En pratique, le principe à retenir est le suivant : l’arrêt maladie n’efface pas automatiquement l’acquisition de congés payés. Selon la nature de l’arrêt, le rythme d’acquisition varie. Pour une maladie ou un accident non professionnel, la règle usuelle désormais retenue est une acquisition de 2 jours ouvrables par mois d’absence, avec un plafond spécifique de 24 jours ouvrables sur la période de référence pour l’absence non professionnelle. Pour un accident du travail ou une maladie professionnelle, l’acquisition reste généralement alignée sur le droit commun, soit 2,5 jours ouvrables par mois, dans la limite légale de 30 jours ouvrables sur la période annuelle de référence.
Pourquoi ce sujet est-il devenu si important ?
Le sujet a pris de l’ampleur parce que les juridictions françaises ont dû mettre le droit national en cohérence avec les principes européens relatifs au droit au repos. Le congé payé n’est pas considéré comme une simple prime liée à la présence. Il est aussi un droit fondamental à la santé, à la récupération et à l’équilibre de vie. En conséquence, le fait d’être malade ne doit pas, par principe, priver totalement le salarié de la possibilité d’acquérir des congés.

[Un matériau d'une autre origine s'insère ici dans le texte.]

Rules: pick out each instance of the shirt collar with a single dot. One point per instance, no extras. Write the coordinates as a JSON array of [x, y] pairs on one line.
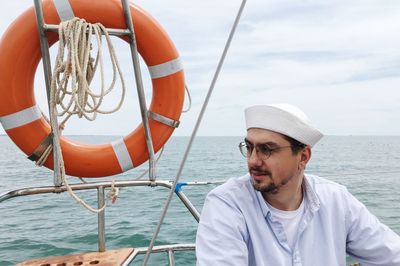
[[311, 197]]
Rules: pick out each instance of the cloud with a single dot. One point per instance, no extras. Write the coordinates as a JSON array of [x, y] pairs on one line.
[[337, 60]]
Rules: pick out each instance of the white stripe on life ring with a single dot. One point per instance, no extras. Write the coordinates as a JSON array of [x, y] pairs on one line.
[[21, 118], [64, 9], [121, 151], [165, 69]]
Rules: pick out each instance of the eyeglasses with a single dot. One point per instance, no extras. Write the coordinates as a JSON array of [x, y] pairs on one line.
[[262, 150]]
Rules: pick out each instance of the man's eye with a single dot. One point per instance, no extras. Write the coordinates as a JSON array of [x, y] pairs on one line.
[[249, 147], [264, 149]]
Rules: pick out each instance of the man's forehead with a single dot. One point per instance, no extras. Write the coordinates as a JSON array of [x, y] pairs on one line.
[[260, 135]]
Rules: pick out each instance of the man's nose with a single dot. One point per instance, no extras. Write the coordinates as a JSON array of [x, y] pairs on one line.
[[254, 158]]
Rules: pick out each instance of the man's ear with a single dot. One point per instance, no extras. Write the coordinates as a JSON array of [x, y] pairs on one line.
[[305, 156]]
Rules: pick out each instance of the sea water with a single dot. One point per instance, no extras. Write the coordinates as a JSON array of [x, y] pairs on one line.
[[53, 224]]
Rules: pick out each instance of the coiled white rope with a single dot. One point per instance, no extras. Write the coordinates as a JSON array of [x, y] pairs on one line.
[[72, 76]]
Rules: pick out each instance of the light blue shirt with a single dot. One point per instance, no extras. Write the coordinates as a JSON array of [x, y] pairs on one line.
[[237, 228]]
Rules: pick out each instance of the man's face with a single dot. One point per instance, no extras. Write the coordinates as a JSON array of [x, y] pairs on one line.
[[270, 175]]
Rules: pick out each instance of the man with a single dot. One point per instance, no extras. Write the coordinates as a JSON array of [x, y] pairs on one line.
[[277, 215]]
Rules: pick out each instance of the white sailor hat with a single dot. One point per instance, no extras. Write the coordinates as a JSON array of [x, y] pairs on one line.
[[285, 119]]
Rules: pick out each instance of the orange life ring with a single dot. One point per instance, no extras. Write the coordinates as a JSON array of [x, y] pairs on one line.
[[22, 120]]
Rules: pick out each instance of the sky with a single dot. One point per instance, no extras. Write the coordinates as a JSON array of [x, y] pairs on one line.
[[338, 61]]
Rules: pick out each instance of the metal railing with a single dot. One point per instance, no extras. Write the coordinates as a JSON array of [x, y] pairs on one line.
[[100, 187]]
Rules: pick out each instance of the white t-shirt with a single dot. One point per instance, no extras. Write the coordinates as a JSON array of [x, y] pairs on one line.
[[289, 219]]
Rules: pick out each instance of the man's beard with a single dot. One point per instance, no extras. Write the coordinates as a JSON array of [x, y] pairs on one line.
[[271, 188]]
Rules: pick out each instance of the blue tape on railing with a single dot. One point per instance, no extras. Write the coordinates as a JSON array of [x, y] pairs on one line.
[[179, 186]]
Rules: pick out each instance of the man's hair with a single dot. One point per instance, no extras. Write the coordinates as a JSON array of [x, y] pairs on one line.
[[296, 145]]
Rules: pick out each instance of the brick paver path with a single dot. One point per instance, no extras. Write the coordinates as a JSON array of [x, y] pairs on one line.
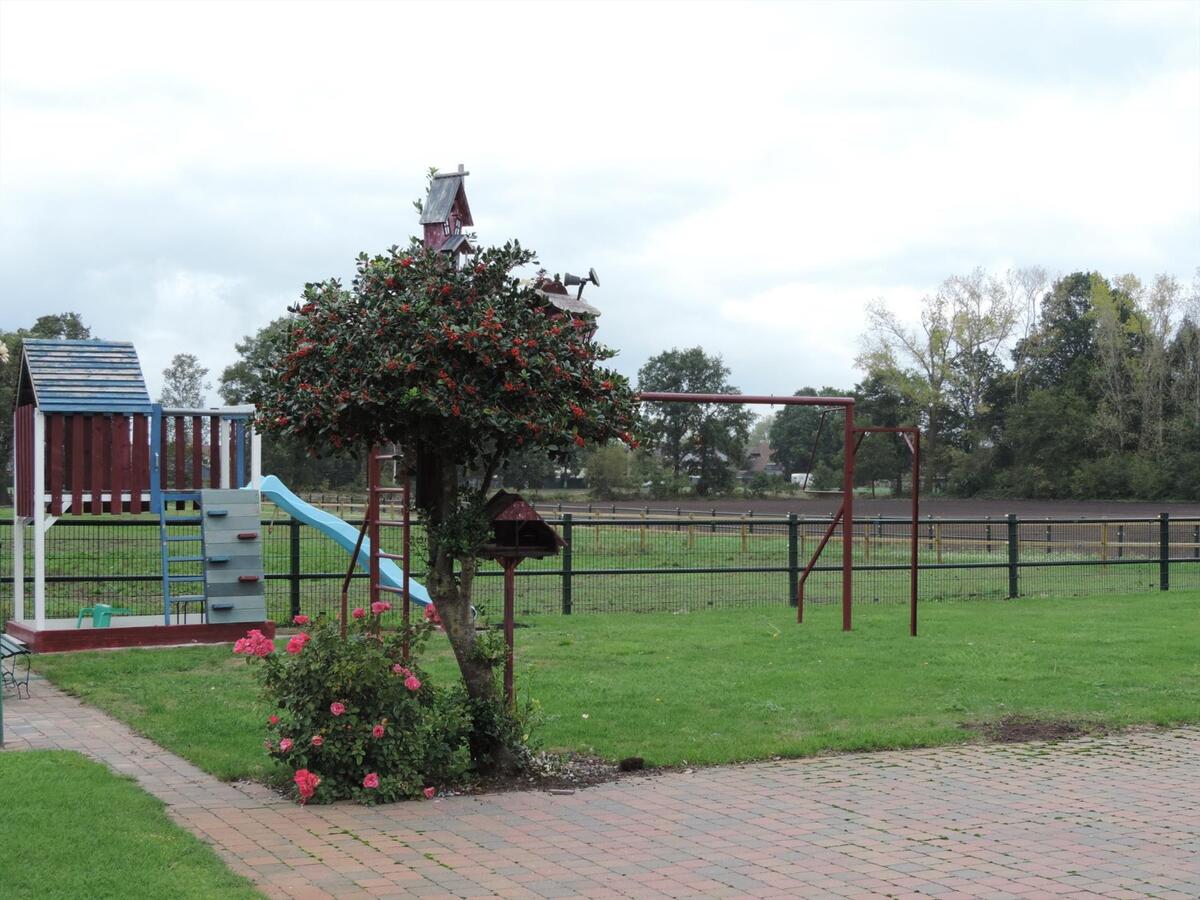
[[1115, 816]]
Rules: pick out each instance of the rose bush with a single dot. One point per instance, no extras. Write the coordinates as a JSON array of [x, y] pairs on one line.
[[354, 720]]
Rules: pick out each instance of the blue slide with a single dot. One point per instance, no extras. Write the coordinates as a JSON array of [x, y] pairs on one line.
[[343, 533]]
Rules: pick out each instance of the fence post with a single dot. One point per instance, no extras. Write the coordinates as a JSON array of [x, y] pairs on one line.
[[793, 559], [567, 564], [294, 565], [1164, 551], [1013, 557]]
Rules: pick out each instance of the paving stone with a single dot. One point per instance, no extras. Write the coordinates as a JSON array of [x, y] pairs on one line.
[[1102, 816]]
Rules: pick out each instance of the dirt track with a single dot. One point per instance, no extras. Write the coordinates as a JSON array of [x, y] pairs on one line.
[[940, 508]]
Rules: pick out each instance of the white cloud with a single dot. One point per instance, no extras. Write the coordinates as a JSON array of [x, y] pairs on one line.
[[743, 177]]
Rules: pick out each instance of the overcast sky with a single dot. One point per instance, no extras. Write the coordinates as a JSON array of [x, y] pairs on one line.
[[744, 178]]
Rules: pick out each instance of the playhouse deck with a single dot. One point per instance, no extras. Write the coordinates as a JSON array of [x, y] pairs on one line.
[[61, 635]]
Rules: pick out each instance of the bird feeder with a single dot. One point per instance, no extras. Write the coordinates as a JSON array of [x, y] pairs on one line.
[[517, 533]]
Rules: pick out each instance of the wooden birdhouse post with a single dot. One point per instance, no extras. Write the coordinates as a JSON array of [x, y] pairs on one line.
[[517, 533]]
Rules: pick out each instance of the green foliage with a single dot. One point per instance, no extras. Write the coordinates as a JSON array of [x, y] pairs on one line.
[[351, 707], [467, 360], [609, 472], [705, 441], [795, 432], [183, 383]]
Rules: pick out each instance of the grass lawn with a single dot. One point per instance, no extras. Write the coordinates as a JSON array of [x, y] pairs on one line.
[[729, 685], [72, 829]]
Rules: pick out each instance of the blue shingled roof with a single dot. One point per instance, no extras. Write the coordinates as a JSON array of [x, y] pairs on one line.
[[82, 377]]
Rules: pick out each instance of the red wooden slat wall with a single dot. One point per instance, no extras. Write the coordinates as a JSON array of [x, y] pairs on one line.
[[23, 426], [78, 465], [100, 454], [139, 479], [120, 442], [54, 435]]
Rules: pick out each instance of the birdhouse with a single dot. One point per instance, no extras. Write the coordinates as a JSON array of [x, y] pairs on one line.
[[445, 211], [517, 531]]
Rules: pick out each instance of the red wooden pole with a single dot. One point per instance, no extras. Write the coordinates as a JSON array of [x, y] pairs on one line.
[[847, 521], [197, 453], [55, 437], [916, 517], [214, 451], [141, 454], [510, 568], [77, 463], [372, 514], [120, 442], [99, 443], [406, 562]]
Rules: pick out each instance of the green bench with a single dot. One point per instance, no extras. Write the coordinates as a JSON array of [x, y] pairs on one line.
[[10, 649]]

Cette évolution a créé des questions concrètes :
- Combien de jours sont acquis pendant l’arrêt ?
- Quelle différence entre maladie simple et accident du travail ?

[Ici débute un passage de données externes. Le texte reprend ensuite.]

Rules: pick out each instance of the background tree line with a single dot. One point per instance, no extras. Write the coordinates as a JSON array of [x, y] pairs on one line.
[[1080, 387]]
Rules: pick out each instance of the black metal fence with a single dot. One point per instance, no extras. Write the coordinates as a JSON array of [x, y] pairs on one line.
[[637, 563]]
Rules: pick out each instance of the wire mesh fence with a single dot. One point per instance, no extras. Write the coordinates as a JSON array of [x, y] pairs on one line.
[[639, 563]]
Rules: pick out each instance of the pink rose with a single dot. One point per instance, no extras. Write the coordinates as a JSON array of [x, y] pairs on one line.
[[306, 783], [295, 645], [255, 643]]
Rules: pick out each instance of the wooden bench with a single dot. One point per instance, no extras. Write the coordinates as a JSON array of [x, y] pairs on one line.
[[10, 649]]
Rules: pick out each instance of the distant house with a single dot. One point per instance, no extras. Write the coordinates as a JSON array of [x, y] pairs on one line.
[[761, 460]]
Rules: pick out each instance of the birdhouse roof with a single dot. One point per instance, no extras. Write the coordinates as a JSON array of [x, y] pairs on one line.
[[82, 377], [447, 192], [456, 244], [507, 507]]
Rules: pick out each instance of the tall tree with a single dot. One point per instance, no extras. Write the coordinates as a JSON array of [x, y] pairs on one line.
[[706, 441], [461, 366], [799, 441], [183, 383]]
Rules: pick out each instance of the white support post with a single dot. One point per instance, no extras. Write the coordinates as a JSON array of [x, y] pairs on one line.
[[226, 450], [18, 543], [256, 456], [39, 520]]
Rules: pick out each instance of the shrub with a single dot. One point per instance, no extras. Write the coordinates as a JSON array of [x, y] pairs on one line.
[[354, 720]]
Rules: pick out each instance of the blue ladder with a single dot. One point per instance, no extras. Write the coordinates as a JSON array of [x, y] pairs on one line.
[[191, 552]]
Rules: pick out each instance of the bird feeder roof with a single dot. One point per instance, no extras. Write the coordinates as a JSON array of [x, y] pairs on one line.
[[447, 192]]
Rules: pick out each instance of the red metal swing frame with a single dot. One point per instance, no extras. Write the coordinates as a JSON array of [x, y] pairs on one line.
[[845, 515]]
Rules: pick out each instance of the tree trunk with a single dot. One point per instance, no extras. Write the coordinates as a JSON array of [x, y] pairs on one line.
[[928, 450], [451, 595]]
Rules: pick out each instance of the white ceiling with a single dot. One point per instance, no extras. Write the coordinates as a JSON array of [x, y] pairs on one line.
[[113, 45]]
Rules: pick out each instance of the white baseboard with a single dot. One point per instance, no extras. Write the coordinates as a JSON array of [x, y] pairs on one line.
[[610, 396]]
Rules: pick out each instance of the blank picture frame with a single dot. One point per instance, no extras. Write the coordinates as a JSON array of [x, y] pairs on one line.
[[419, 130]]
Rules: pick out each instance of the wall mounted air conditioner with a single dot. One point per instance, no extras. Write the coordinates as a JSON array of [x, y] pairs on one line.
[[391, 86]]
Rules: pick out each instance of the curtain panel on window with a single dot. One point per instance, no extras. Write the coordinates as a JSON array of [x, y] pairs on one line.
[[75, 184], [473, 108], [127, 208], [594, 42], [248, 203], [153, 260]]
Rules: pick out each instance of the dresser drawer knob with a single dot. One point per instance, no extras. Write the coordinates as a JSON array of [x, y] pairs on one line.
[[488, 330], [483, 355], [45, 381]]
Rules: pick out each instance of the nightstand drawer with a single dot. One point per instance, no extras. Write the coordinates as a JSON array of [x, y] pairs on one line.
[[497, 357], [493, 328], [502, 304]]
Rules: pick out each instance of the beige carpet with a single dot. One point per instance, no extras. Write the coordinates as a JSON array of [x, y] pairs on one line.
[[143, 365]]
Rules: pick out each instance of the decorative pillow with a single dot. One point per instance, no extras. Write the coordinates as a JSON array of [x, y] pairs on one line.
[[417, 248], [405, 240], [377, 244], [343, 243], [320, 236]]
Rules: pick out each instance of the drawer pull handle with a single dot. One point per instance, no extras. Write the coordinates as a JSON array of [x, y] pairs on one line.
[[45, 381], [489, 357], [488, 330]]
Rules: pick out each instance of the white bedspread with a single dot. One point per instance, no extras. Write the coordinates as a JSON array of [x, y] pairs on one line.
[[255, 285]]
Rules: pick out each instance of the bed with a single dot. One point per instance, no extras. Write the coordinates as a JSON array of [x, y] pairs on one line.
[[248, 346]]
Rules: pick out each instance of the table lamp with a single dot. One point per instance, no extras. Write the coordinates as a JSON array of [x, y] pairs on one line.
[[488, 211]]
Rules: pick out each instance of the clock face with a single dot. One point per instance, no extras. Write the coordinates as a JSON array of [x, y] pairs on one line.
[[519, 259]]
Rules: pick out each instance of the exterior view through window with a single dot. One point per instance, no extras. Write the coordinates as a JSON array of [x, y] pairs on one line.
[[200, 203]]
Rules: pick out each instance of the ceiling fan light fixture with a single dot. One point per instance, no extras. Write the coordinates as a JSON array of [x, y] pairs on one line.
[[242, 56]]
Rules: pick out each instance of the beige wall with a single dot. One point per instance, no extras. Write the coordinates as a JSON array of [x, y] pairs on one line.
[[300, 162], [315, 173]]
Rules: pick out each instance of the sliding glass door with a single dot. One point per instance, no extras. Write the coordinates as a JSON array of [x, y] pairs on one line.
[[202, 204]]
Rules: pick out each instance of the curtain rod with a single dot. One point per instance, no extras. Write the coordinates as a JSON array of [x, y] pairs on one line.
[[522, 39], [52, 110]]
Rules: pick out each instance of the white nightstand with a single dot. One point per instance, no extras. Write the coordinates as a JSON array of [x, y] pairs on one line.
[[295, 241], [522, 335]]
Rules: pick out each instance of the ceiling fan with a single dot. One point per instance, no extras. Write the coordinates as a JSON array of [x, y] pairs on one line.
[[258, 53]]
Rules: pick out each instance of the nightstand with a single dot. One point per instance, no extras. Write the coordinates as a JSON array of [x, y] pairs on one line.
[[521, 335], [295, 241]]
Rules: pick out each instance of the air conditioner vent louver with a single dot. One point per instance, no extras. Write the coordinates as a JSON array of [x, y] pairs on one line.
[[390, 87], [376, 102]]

- Comment appliquer le plafond de 24 ou 30 jours ?
- Quelles sont les règles de report si le salarié n’a pas pu poser ses congés ?
- Comment estimer l’indemnité de congés payés liée aux jours acquis ?
Le mécanisme de base à connaître
La logique du calcul repose sur une période de référence, souvent fixée du 1er juin au 31 mai dans de nombreuses entreprises, même si certaines structures appliquent d’autres rythmes. Sur cette période, les mois travaillés continuent d’ouvrir droit à 2,5 jours ouvrables de congés par mois. Les mois d’arrêt maladie, eux, ouvrent des droits selon la nature de l’absence :
- Arrêt non professionnel : 2 jours ouvrables par mois, dans la limite de 24 jours ouvrables pour l’ensemble de cette catégorie d’absence sur la période.
- Accident du travail ou maladie professionnelle : 2,5 jours ouvrables par mois, comme une période assimilée à du travail effectif, dans la limite globale habituelle de 30 jours ouvrables sur la période annuelle.
- Périodes travaillées : 2,5 jours ouvrables par mois.
Notre calculateur applique cette logique de manière simple et transparente. Il additionne les droits acquis sur les mois travaillés et sur les mois d’arrêt, puis vérifie les plafonds légaux les plus courants afin d’éviter une surestimation de vos droits.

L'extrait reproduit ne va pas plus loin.